2012 may one day prove to be a year that signals the beginning of Hip Hop’s renaissance. There were several standout albums and projects that are indications that the “fresh” is back in Hip Hop culture. The reemergence of the emcee and the further expansion of the influence of Hip Hop beyond the street and into the collective conscious of the world bodes well for the next era of b-boys, b-girls, backpackers, rappers, wordsmiths, emcees, and heads.
Rap was rap again with artists like Roc Marciano, Action Bronson, Joey Bada$$, and Sean Price using lyrics instead of gimmicks. Kendrick Lamar proved he could be successful without compromising with the release of the critically acclaimed “Good kid, M.A.A.D. city”. 9th Wonder resurrected the Producer/Emcee dynamic with strong projects featuring Murs and Buckshot respectively. Alchemist followed suit with excellent collaborations with Action Bronson and Domo Genesis. Rising Inland Empire artist Stevie Crooks got an assist from LRG and crafted Cashmere Killer, a throwback project to the hey day of boom bap rap. Curtiss King’s Atychiphobia was a pleasant surprise and worthy of being introduced to the mainstream conscious.
There will always be a faction of artists that will do whatever necessary to make themselves relevant by rehashing and regurgitating standard Hip Hop motifs. Rick Ross continued to make his brand of stereotypical music aimed at wider audiences. However even Ross found himself under pressure to create dynamic lyrics with the recruitment of Stalley to MMG and a hungry Wale and Meek Mill pushing out respective projects. 2 Chainz changed his name and signed to Kanye’s G.O.O.D. Music label and suddenly became the hottest rapper in the game for his non-linear lyrics, stunted flow and slurred delivery. Nevertheless, his debut album offered nothing new in terms of creativity and although it delivered some fan favorite club anthems it was an artistic flop. That seemed to be a norm in 2012, commercial artists made “hot” trendy songs to generate buzz to promote lackluster albums. Kanye West’s G.O.O.D. Music compilation “Cruel Summer” was a hit and miss with three strong singles but a lack of overall potency as an album. It also helped boost the popularity of Chicago native rapper Chief Keef but his debut album suffered from the same fate as many of the major releases of 2012.

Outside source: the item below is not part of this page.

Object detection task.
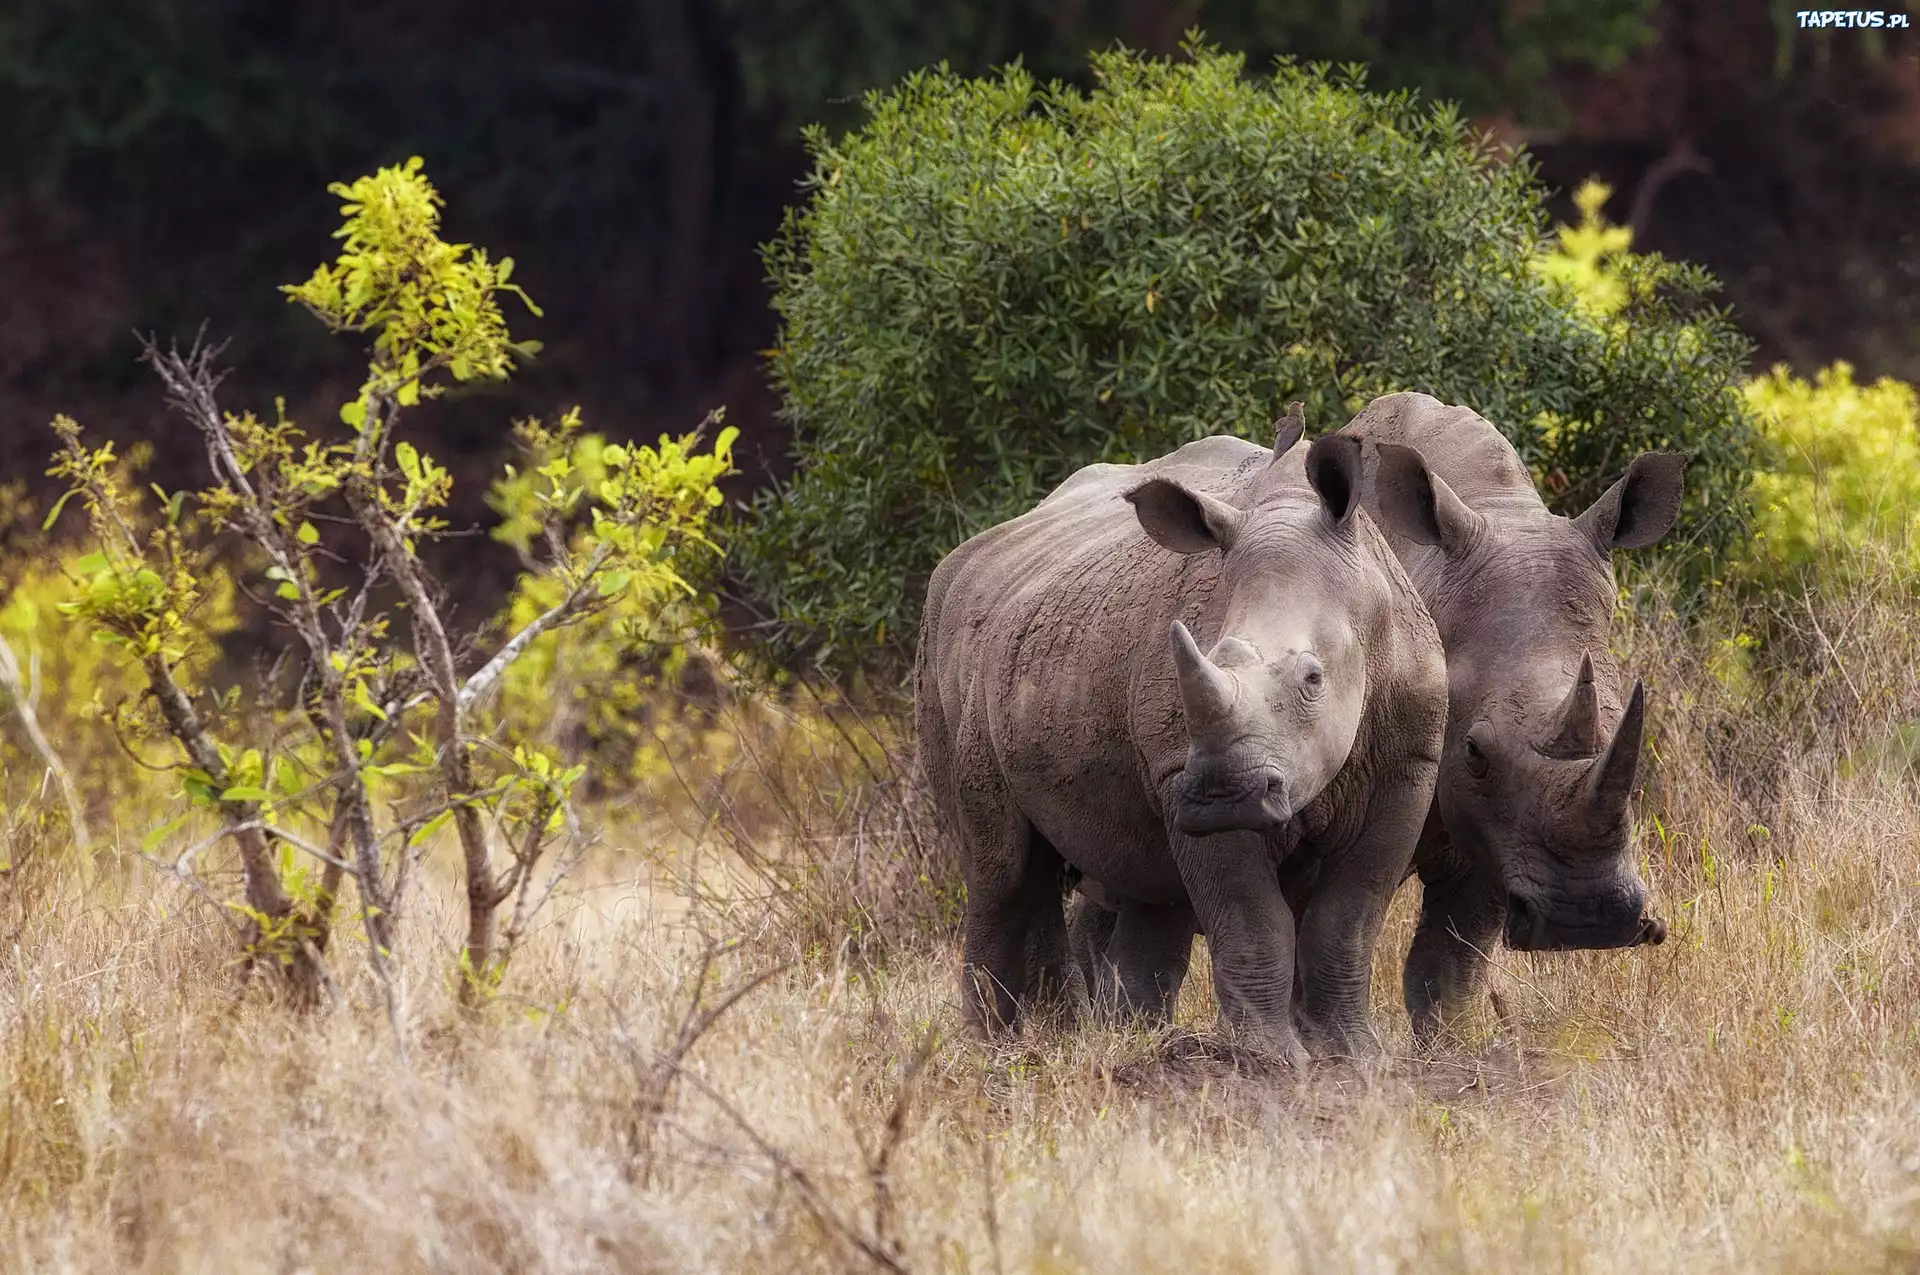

The commercial artists like Drake, Lil Wayne and Kanye West may have found themselves in the rotation on radio stations but the true Hip Hop was burgeoning beneath the superficial. Artists like A$AP Rocky broke through into the minds and ears of fans with his brand if neo gothic Hip Hop. Frank Ocean emerged as one of the most intriguing artists of 2012 with his Channel Orange release and the confession that he had been in a bisexual relationship. Curren$y continued to deliver impressive independent material with the release of “The Stoned Immaculate” and the Scarface influenced “Cigarette Boats”. DOOM resurfaced from the depths of villainy to announce a brand new Madvillain project and also released the apocalyptic riddled “Doomsayers” single on December 21, 2012.
The theme for 2012 could be “The Return”. Nas resurrected his career again with the stellar “Life Is Good”. Nas did not deliver a single track that could’ve been deemed radio ready but yet found himself on the top of the billboard charts. Kendrick Lamar brought West Coast music a much needed shot of adrenaline with “Good Kid, M.A.A.D. City”. The album is ironically being called this eras “Illmatic” for it’s uncompromising vision and meticulously crafted narrative. The old seems to have become new as this generation discovers the substance of the past and looks at it with fresh eyes. 2013 looks to be yet another promising year for the culture.